Designed by Spanish architect Santiago Calatrava and modelled on the marble sculpture Twisting Torso(based on the form of a twisting human being that he designed years before), the skyscraper was intended to re-establish a recognisable skyline for the city of Malmo after the Kockums Crane was removed.
Construction on the residential tower began in 2001. Four years later, on 27 August 2005, Turning Torso was officially opened and crowned tallest building in Scandinavia, tallest residential building in the EU and the second tallest residential building in Europe.
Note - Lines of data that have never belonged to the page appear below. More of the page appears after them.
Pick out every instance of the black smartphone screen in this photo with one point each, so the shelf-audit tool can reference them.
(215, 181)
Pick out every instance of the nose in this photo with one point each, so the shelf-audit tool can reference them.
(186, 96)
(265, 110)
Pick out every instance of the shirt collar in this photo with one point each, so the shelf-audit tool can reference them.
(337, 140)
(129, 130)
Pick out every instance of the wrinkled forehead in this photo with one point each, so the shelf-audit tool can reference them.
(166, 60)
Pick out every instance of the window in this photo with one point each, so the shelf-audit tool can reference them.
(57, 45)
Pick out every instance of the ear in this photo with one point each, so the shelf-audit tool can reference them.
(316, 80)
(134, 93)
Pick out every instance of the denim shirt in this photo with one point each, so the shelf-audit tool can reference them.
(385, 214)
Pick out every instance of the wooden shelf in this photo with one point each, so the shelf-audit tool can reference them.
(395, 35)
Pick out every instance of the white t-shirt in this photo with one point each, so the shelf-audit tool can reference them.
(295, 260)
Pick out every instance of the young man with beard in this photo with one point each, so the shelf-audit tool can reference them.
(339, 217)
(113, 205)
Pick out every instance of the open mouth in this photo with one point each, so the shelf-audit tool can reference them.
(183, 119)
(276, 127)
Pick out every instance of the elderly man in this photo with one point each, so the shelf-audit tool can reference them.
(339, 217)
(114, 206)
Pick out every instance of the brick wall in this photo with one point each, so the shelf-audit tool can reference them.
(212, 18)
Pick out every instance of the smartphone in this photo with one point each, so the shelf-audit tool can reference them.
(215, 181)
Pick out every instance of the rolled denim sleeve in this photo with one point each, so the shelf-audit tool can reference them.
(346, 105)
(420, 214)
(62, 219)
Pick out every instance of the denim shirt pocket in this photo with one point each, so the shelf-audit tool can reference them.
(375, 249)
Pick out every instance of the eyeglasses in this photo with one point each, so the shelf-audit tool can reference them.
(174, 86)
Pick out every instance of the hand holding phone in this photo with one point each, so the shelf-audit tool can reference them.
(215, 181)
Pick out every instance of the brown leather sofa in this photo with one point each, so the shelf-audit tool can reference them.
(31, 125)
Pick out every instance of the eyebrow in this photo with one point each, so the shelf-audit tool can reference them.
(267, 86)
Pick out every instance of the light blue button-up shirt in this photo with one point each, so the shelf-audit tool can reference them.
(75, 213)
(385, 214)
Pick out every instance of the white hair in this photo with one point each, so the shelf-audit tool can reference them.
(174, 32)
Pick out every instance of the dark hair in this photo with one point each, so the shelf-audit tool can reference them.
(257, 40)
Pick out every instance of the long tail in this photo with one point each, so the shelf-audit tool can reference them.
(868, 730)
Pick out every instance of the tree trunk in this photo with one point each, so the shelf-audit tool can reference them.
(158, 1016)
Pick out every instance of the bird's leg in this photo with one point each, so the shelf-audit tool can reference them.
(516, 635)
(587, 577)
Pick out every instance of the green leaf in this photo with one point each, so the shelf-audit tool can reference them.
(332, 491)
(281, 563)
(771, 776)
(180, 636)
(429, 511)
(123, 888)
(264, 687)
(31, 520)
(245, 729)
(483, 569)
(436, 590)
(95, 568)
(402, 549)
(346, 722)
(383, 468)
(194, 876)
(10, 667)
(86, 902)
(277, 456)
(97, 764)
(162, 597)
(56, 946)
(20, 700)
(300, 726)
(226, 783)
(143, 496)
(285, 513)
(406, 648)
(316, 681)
With a total of 14,599 square metres of residential space and 4,199 square metres of office space, Turning Torso is one of Calatrava’s largest buildings and one of the first residential buildings designed by this architect.
The most striking feature about this otherwise plain looking building is the gradual twist; ending with the topmost floor rotated ninety degrees clockwise with respect to the ground floor.
This means that residents moving into the building are afforded a choice of views across the city, varying from floor to floor.
The building consists of nine five-story segments that rotate as the structure rises. The pentagonal-shaped segments are fixed to the vertical core, which is supported by an exterior steel framework.
The two bottom segments of the building are used as office space, while segments three to nine consist of 147 luxury apartments.
The building is generally closed to the public, but for a few weeks during the summer months tickets are sold for visitors to ascend the tower and take in the views.